Performance elements from the Arctic research plan

  • 6.1.1 Continue to conduct and coordinate monitoring and modeling of permafrost temperature across a wide range of terrain units and climatic zones and to use obtained data to refine relationships between the ground thermal regime of shallow and deep permafrost and terrain properties.
  • 6.1.2 Conduct field-based research that examines and quantifies relationships among surface topography, vegetation composition, hydrology, disturbance effects (including fire and thermokarst), and geophysical processes in permafrost soils to feed directly into models, decision support tools, and predictive analyses.
  • 6.1.3 Support field-based research to improve understanding of how changes to Arctic lake and river ecosystems affect permafrost stability, water availability, and habitat provision, with a particular focus on wintertime ice regimes.

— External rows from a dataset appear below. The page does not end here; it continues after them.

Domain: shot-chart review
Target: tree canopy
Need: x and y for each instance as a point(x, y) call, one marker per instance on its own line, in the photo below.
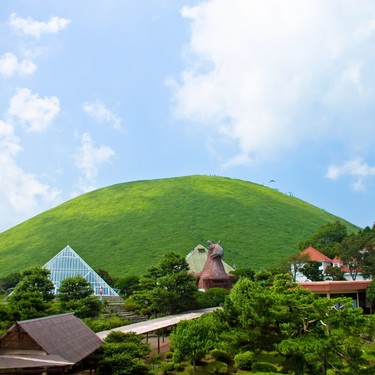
point(167, 288)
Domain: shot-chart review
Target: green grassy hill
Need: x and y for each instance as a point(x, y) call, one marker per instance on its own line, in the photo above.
point(127, 227)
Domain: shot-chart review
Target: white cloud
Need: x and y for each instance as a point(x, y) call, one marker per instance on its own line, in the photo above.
point(88, 161)
point(258, 70)
point(34, 112)
point(34, 28)
point(356, 168)
point(101, 113)
point(22, 195)
point(9, 65)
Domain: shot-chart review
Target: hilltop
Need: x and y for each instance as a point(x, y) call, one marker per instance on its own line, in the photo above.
point(127, 227)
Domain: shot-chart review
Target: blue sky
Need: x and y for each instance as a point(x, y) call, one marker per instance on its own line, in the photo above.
point(95, 93)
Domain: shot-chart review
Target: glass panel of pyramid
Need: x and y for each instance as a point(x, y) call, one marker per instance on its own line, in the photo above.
point(67, 263)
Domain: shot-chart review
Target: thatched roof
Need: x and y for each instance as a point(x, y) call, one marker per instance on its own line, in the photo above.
point(60, 336)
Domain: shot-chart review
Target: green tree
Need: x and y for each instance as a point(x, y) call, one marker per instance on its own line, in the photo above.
point(33, 295)
point(327, 238)
point(243, 272)
point(333, 339)
point(193, 339)
point(314, 334)
point(358, 254)
point(9, 282)
point(370, 294)
point(167, 288)
point(127, 285)
point(123, 353)
point(106, 277)
point(212, 297)
point(76, 294)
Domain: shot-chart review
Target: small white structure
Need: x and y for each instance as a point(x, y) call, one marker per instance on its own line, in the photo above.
point(67, 263)
point(316, 256)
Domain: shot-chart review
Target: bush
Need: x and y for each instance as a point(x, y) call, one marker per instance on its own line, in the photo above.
point(263, 367)
point(244, 361)
point(217, 367)
point(222, 356)
point(130, 304)
point(168, 356)
point(166, 367)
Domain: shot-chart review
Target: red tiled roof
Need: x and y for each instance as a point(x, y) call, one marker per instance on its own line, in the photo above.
point(336, 286)
point(316, 255)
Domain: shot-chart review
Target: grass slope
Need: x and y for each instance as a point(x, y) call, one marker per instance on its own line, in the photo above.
point(127, 227)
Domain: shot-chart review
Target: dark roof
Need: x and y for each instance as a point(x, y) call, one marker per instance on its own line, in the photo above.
point(62, 335)
point(31, 361)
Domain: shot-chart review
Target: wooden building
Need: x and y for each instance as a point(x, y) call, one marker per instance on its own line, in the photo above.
point(50, 344)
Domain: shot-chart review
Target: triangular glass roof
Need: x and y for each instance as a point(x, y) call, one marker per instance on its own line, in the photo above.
point(67, 263)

  • 6.1.4 Integrate field, laboratory, and remote sensing information to map local, regional, and global permafrost-influenced landscape dynamics and their impact on vegetation, hydrology, terrestrial and aquatic ecosystems, and soil carbon dynamics in the Arctic. Develop spatially-explicit decision support systems and predictive tools.
  • 6.1.5 Support activities, including the SEARCH Permafrost Action Team, to foster continued efforts to link multi-agency investments while expanding empirical datasets and synthesizing information that will inform the development of an updated permafrost ground ice content map for Alaska.